Quantum correlations change heat flow in nanoscale devices by altering how energy-carrying excitations share information and phase relationships. At the scale of quantum dots, superconducting circuits, and molecular junctions, quantum correlations such as coherence and entanglement make thermal currents sensitive to interference, level hybridization, and nonlocal coupling to reservoirs. Experimentalists and theorists studying these effects report behavior that departs from classical Fourier-like heat conduction and opens routes to controllable thermal devices. Jukka P. Pekola at Aalto University has demonstrated experimentally that superconducting and single-electron structures show nonclassical heat transport signatures, and Massimiliano Esposito at University of Luxembourg has developed theoretical frameworks that explain how coherence and correlated transitions modify steady-state and transient heat currents.
Mechanisms
At the microscopic level, coherence maintains fixed phase relationships between energy eigenstates, enabling destructive or constructive interference in energy transfer pathways. This can suppress heat flow when interference blocks transmission channels or enhance it when pathways reinforce each other. Entanglement creates correlations between spatially separated degrees of freedom so that energy exchanges are no longer independent; heat can flow through correlated many-body states rather than single-particle channels. The net effect depends on system-bath coupling strength, spectral properties of reservoirs, and temperature differences. Environmental noise and decoherence break correlations and restore classical-like behavior, so experimental control of dissipation and measurement back-action is crucial.
Device-level consequences
Practically, quantum-correlated heat transport affects thermoelectric conversion, on-chip refrigeration, and thermal management in quantum processors. Correlation-enabled rectification and negative differential thermal conductance permit thermal diodes and transistors with performance unattainable classically. For quantum computing hardware, suppressed unwanted heat channels can reduce decoherence but also complicate engineered dissipation needed for initialization. Materials, fabrication variability, and phonon coupling introduce cultural and territorial dimensions: research centers with access to cryogenic facilities and nanofabrication—from university labs to national institutes—drive advances, while environmental considerations push for energy-efficient designs in computing and sensing.
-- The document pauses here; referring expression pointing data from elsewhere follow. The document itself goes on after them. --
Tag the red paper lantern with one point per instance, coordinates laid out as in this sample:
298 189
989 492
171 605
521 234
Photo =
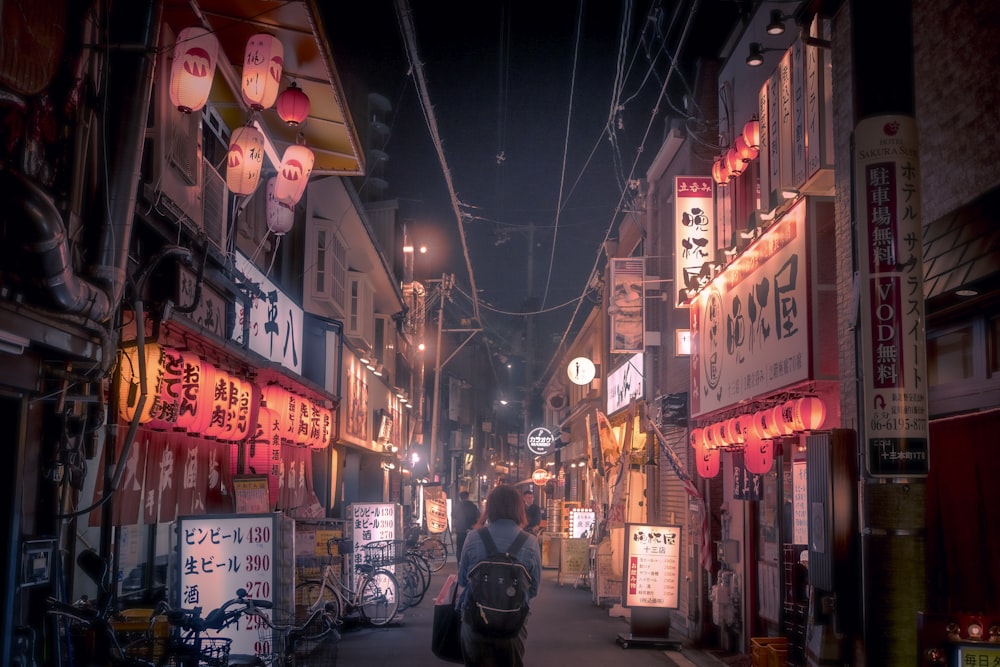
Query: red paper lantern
695 437
735 163
196 53
784 420
708 463
758 455
293 105
263 62
751 133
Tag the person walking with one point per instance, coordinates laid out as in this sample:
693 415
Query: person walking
504 518
464 516
533 512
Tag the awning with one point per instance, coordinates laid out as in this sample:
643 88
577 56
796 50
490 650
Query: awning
329 130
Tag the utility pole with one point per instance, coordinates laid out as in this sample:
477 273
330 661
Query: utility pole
447 282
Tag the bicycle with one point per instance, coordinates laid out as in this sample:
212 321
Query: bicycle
283 642
433 547
188 646
375 599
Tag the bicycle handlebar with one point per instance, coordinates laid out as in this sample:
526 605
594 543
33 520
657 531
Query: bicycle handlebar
191 619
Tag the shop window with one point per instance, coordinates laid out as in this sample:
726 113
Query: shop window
950 356
994 345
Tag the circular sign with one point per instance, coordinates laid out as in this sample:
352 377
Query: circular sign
540 441
581 370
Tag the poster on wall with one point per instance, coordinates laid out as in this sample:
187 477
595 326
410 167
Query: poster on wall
652 566
217 555
893 347
627 305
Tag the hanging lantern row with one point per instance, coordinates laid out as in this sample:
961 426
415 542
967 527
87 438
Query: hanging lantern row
743 151
195 57
185 392
754 433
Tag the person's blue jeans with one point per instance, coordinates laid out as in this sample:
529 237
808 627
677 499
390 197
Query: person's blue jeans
480 651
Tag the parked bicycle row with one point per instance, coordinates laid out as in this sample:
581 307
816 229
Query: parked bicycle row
389 576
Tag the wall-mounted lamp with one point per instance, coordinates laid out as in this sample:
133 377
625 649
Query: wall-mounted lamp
756 57
776 26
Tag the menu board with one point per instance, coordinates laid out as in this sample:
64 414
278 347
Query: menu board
582 522
371 522
652 566
251 492
218 555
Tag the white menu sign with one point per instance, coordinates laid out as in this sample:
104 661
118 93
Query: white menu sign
652 566
218 555
750 328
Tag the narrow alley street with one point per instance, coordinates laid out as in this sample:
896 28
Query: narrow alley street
565 628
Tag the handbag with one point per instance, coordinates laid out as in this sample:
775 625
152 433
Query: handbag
446 635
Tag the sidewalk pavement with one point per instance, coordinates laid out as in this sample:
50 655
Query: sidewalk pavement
565 627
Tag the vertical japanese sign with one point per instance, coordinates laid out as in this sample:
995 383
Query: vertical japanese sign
627 304
750 328
652 566
275 321
218 555
694 234
893 339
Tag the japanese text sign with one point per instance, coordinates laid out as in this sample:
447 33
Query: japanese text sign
652 566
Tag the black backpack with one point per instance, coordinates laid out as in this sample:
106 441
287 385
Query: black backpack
497 602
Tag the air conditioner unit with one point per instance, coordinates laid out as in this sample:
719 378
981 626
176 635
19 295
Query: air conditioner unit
172 150
216 208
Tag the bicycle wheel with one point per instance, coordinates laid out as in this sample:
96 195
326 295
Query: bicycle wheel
379 597
435 551
311 597
411 584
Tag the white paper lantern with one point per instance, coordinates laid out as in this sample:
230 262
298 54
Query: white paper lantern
263 62
246 157
279 217
196 53
293 174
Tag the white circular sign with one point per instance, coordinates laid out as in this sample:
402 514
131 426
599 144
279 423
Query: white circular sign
581 370
540 441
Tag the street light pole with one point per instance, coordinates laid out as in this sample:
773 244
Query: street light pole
447 281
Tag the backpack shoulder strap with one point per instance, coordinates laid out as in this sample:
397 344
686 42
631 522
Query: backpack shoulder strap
484 535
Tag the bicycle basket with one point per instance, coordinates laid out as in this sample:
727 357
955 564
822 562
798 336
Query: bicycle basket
175 652
383 553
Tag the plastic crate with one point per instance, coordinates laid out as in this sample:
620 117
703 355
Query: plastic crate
759 656
172 652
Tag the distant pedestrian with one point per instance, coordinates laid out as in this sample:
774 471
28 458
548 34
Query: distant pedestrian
464 516
504 518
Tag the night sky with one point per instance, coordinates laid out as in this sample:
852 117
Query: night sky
500 78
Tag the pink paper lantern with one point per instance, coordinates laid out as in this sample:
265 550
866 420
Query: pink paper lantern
280 217
809 413
246 158
293 105
196 53
293 174
263 62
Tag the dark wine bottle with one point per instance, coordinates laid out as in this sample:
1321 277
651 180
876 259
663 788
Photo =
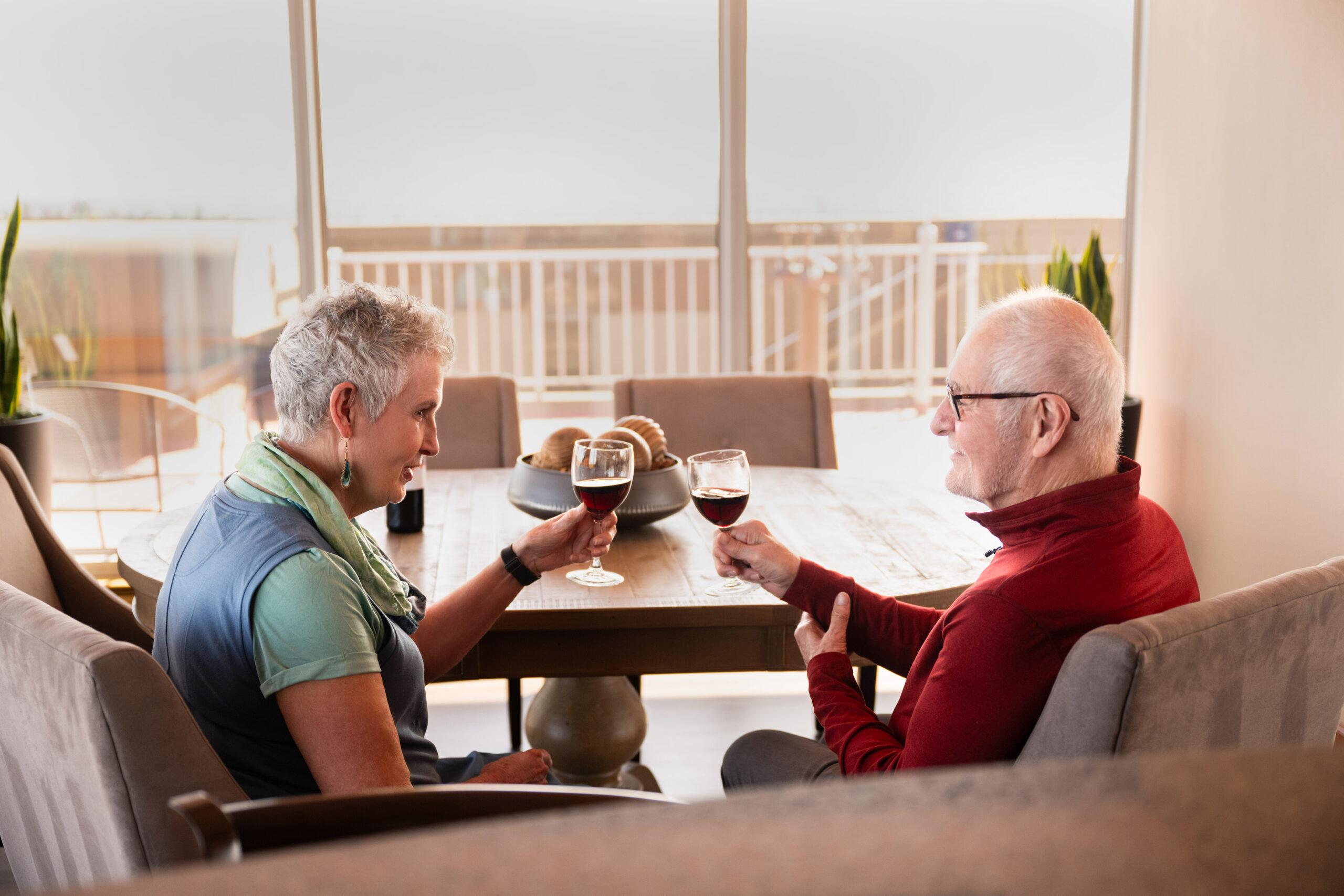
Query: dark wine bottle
409 515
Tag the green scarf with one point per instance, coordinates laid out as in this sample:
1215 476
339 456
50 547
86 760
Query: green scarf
267 465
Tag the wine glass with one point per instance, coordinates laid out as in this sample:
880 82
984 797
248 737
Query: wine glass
721 484
603 472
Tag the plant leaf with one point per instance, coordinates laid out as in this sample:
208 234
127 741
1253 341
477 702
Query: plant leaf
11 237
10 383
1104 300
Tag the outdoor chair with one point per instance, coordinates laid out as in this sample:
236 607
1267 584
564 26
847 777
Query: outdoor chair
1261 667
96 742
35 562
105 434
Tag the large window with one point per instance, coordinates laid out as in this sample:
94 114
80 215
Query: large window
1003 125
151 143
546 172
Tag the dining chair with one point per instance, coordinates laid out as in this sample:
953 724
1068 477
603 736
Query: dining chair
777 419
96 742
478 428
35 562
1261 667
478 424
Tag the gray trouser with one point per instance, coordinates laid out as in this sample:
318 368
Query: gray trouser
765 758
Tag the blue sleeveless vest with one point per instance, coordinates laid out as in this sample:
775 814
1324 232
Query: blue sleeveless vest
203 641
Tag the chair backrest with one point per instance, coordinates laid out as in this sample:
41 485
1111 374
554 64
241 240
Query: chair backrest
783 421
478 424
1263 667
37 563
93 745
101 430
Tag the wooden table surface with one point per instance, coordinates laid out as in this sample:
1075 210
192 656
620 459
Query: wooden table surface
913 544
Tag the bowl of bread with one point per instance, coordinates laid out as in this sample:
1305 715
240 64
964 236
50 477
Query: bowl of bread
541 484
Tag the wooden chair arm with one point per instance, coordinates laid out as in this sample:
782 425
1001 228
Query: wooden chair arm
229 832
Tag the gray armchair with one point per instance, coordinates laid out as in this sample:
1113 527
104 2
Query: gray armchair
35 562
96 742
1263 667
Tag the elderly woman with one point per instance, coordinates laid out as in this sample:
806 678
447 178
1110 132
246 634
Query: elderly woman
296 644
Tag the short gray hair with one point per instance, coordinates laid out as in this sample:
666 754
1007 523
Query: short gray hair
1046 340
353 332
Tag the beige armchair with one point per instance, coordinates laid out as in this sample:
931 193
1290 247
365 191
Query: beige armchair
35 562
777 419
96 742
1263 667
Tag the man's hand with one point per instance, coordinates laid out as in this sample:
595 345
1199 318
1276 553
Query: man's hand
812 640
527 767
565 539
750 553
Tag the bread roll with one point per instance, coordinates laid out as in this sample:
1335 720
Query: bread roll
651 431
643 457
558 449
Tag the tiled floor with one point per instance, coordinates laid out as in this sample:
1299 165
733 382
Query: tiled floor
692 719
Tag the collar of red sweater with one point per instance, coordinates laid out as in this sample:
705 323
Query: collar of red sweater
1077 507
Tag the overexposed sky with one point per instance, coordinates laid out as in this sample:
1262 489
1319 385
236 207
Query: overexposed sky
570 111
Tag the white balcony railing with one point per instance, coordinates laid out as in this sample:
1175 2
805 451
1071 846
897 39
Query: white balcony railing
560 320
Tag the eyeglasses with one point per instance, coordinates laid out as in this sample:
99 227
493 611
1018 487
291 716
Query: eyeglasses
958 399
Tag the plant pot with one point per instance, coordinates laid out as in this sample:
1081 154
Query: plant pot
1129 414
30 440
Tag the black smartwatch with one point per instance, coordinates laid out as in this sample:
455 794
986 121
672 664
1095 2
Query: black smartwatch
515 567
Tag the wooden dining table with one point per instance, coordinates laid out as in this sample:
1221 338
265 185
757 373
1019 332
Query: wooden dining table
915 544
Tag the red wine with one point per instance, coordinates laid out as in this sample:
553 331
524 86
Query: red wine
603 496
721 507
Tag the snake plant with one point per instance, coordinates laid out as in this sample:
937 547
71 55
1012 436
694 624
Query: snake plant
1086 281
11 378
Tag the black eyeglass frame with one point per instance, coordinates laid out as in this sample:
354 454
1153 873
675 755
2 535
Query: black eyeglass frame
958 399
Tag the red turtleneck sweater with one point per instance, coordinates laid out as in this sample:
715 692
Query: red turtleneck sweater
978 673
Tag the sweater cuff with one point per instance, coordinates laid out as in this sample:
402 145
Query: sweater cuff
832 666
814 579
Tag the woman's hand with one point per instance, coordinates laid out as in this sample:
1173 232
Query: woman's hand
566 539
527 767
750 553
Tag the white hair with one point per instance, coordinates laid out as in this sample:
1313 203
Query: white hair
355 332
1045 340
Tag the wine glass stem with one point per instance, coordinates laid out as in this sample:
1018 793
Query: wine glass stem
597 562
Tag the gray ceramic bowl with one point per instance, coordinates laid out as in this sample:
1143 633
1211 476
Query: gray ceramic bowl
655 495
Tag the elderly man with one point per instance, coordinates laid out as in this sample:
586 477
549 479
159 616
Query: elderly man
1033 421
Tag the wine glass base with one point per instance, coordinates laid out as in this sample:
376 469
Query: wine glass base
733 589
594 578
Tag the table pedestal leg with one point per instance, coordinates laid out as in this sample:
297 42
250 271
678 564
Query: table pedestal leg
591 727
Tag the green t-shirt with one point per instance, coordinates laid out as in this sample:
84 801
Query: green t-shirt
311 618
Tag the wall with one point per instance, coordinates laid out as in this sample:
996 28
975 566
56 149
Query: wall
1238 330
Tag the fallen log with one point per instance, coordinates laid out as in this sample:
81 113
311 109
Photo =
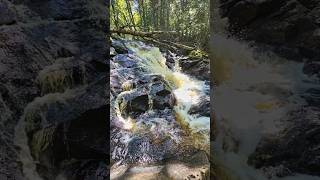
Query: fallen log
149 36
142 34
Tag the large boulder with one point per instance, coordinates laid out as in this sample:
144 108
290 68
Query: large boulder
295 149
34 37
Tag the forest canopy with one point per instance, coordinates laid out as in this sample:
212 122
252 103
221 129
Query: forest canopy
189 19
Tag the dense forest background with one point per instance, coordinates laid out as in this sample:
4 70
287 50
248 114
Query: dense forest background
183 21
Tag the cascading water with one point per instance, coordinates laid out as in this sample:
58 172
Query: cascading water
176 126
253 92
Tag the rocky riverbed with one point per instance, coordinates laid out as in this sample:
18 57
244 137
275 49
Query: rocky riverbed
160 118
53 103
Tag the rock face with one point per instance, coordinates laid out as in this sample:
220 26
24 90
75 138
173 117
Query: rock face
296 149
53 61
291 28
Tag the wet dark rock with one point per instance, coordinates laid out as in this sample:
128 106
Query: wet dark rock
296 148
311 69
203 108
125 61
142 150
312 96
7 14
36 35
196 67
151 92
134 102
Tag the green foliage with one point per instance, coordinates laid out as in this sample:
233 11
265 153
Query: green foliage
189 18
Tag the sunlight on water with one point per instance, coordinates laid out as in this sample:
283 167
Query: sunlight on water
187 91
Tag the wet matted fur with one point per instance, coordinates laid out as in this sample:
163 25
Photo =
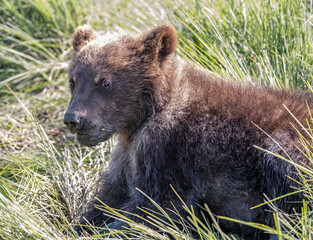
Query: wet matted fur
178 125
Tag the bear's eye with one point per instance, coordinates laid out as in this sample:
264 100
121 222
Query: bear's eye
104 82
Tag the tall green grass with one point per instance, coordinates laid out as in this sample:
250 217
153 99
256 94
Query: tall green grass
46 177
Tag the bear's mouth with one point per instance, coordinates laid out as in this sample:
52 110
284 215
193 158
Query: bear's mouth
92 139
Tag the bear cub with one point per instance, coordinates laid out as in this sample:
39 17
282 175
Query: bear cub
177 125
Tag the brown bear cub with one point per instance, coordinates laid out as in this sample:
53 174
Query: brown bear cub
179 126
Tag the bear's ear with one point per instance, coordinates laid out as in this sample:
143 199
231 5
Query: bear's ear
82 36
161 41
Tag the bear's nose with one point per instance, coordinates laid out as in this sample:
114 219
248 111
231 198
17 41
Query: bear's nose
72 121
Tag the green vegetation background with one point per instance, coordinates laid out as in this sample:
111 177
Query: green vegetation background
45 176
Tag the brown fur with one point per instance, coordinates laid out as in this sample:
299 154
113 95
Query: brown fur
177 125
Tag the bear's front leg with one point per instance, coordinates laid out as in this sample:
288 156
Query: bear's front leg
112 191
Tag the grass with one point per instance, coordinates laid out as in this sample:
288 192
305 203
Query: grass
46 177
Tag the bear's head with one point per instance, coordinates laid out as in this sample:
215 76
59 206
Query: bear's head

Overall, understanding and controlling quantum correlations is central to translating nanoscale thermodynamic phenomena into reliable technologies. Progress is an interdisciplinary effort combining precise experiments, as exemplified by Jukka P. Pekola at Aalto University, with rigorous theory such as work by Massimiliano Esposito at University of Luxembourg, to quantify when correlations help, hinder, or qualitatively reshape heat transport.